Snapper is also a consideration. But one of the things we’re really trying to focus on is simplicity, and just doing the right thing automatically when the wrong thing happens. We don’t want to create such a complicated storage stack that users can’t follow how it works. If an update fails, we should be able to automatically delete the snapshot containing the update attempt, rather than bother the user with having to fix things. We should be able to test updates (maybe some combination of “booting” it in a container, or a small qemu machine, and see if it gets to a certain milestone in the startup process) before we make them active. We should be able to do updates off to the side, so that users aren’t waiting or interrupted for them.
Yes it can be a problem in that /boot will only ever have the three most recently installed kernels, and the only snapshots with matching kernel modules will be the most recent ones. The farther back in time you go, the greater the chance the system root (mounted at /) will be too old, will not contain matching kernel modules for what’s on /boot.
There isn’t a great work around for this in Fedora, at least not one that I can explain. You could manually make your Fedora installation storage stack the same as e.g. (open)SUSE, and setup Snapper and GRUB like they do. They’re using a layout right now that’s comprised of about a dozen subvolumes, as a way to carve out the areas that are and are not subject to snapshotting and rolling back. It’s easier to just use openSUSE because the way things work is really that different.
So if I restore a snapshot with kernel not 3 versions old (a kernel that shows in the boot menu) there should be no problems?

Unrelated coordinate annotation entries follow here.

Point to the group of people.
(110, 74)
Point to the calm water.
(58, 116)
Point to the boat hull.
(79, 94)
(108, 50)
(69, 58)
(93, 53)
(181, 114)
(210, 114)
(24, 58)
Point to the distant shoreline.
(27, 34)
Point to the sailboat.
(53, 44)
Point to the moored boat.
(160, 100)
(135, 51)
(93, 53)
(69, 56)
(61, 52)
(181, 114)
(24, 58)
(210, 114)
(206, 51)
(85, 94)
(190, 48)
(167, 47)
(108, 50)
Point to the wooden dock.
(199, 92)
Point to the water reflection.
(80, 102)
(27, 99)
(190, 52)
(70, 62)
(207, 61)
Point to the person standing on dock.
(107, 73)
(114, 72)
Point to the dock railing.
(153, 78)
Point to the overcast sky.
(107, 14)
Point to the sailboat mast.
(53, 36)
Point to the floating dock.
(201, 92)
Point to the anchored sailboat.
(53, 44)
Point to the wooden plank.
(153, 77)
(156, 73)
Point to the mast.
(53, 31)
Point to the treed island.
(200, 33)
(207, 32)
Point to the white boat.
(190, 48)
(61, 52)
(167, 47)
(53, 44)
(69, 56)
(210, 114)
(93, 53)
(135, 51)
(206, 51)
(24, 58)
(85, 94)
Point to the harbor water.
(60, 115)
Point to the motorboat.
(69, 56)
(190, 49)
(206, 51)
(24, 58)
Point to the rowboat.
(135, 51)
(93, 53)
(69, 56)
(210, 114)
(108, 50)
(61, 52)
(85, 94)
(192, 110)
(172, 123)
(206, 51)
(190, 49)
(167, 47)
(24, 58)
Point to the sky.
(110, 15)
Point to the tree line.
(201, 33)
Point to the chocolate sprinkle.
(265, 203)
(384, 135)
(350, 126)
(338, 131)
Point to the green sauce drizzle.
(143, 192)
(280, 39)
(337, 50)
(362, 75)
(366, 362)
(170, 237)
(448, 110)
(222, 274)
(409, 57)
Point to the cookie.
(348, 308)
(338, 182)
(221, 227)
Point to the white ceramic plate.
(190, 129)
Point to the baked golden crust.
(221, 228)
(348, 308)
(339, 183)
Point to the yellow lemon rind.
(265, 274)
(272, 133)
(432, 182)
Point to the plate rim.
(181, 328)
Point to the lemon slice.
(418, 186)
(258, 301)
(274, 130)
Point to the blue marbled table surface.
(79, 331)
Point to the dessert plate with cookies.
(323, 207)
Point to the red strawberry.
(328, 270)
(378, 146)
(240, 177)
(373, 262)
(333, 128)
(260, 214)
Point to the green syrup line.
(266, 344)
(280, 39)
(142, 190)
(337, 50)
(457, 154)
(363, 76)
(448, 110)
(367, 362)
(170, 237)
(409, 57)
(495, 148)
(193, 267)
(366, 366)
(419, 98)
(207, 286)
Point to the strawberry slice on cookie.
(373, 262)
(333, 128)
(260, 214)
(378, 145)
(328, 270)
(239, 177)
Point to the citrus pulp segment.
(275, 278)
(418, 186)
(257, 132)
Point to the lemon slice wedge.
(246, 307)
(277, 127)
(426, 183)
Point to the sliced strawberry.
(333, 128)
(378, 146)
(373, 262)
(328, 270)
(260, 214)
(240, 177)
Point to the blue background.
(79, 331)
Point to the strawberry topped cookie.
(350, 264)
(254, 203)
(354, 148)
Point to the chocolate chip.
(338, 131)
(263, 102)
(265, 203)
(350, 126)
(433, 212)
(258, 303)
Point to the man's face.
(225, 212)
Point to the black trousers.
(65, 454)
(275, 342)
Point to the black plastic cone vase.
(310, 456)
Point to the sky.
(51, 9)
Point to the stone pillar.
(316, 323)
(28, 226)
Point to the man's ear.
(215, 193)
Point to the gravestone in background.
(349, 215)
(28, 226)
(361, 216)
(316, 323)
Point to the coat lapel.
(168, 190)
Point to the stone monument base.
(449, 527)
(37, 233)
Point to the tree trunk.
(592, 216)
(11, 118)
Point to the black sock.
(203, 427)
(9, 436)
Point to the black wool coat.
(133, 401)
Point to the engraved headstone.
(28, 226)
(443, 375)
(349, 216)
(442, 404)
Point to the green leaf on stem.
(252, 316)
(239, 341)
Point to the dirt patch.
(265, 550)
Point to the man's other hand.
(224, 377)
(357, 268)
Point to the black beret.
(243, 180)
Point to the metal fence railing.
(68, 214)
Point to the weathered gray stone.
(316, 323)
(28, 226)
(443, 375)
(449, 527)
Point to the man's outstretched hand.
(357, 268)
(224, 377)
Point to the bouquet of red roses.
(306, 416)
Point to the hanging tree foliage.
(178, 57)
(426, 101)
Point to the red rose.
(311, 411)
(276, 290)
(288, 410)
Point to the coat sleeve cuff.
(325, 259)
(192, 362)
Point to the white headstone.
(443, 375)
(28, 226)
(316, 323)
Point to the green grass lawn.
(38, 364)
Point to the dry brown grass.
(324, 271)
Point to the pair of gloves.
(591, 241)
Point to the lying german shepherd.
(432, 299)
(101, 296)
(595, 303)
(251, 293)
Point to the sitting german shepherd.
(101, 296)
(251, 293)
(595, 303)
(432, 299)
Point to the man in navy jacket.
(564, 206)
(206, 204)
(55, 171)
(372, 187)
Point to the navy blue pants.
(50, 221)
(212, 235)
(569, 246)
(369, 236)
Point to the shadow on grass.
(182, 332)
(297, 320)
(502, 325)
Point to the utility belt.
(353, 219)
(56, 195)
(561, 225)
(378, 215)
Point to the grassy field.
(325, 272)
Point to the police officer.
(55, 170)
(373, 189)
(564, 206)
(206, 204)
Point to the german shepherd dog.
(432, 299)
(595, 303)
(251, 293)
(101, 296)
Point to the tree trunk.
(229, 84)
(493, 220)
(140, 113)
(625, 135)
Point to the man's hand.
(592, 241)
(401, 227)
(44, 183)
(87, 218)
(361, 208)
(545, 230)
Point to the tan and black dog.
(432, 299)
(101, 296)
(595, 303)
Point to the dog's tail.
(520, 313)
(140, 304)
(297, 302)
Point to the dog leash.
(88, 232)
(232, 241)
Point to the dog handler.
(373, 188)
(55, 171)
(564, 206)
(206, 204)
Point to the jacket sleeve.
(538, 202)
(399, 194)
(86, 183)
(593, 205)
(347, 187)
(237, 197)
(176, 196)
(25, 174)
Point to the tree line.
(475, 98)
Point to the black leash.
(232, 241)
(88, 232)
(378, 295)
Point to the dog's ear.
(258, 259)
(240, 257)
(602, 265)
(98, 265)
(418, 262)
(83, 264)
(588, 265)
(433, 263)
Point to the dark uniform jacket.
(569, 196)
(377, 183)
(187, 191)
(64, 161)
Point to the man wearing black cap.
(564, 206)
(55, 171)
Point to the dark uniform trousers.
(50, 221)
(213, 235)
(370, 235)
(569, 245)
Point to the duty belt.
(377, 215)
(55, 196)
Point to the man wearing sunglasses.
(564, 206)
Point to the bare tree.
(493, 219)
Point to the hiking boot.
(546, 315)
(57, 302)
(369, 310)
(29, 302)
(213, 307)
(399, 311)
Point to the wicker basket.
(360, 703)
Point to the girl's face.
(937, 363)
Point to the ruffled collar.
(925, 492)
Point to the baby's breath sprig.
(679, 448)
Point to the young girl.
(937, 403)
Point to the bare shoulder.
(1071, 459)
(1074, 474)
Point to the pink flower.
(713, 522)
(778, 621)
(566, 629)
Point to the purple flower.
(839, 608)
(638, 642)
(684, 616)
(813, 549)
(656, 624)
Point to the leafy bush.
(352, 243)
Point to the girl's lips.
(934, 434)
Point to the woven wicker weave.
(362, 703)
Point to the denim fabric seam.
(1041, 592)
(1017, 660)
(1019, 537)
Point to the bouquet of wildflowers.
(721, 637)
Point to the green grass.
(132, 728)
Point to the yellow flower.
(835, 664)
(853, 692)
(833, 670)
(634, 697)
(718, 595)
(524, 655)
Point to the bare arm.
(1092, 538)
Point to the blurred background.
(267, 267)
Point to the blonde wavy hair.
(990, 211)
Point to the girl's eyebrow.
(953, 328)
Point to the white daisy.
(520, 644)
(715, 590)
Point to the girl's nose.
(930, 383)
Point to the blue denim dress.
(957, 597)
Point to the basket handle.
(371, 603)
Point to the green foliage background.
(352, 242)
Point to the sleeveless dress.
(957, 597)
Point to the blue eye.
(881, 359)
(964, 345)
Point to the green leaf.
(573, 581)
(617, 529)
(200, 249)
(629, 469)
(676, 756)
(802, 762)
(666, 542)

Most of the times when I need a rollback it is to the most recent non problematic snapshot.
Question: Why is it so complicated to provide a system ready for Btrfs snapshots on Fedora?
There are several Linux distros out there that already provide this functionality and convenience for users, they have no problems with the boot loader (excluding openSUSE):
The existing implementations make different assumptions.
Fedora made choices before the Btrfs by default decision that other distributions didn’t make: (a) Boot Loader Spec by default; we no longer have GRUB menu entries in the grub.cfg, they are in /boot/loader/entries as individual snippets per kernel (b) using a Btrfs “flat layout”, where other distros use the “nested” layout.
So we’d either have to change our bootloader and Btrfs layout, or we have to modify the snapshotting tools to accommodate what we’re doing. And either of those are non-trivial effort.
Right now there’s more momentum behind the transactional updates method. This means an update is not applied to the currently running system, but to a completely separate and inactive root. Only once the update completes successfully, is the root switched. This means we often have the ability to avoid rollbacks, as well as user intervention. If the update fails, we can just discard the broken half updated root. But if the update succeeds, we have the option for manual rollback later.
Basically, we’re learning from the failures and successes of prior efforts, and innovating a new path forward, rather than just duplicating existing efforts.
This sounds even better than booting a broken system then restoring from a snapshot to fix whatever went wrong. I guess this feature will rely on BTRFS snapshotting, will it be available to ext4 filesystem?
There’s already rpm-ostree, e.g. Silverblue and Kinoite that can work on any file system.
To do a conventional RPM distro like Workstation or KDE spin as they exist today, but add transactional updates - it could be done with LVM thin provisioning as the snapshot mechanism. It can be accommodated if there are folks interested in doing the development and testing work. But yeah the emphasis is on Btrfs just because the snapshots are so cheap and there’s a metric ton of real world usage already, both on the desktop and on servers.
Is there an ETA for transactional updates?
No, it’s still in the idea phase. There could maybe be a spin sooner than later to demonstrate it, but I don’t have an ETA for that either.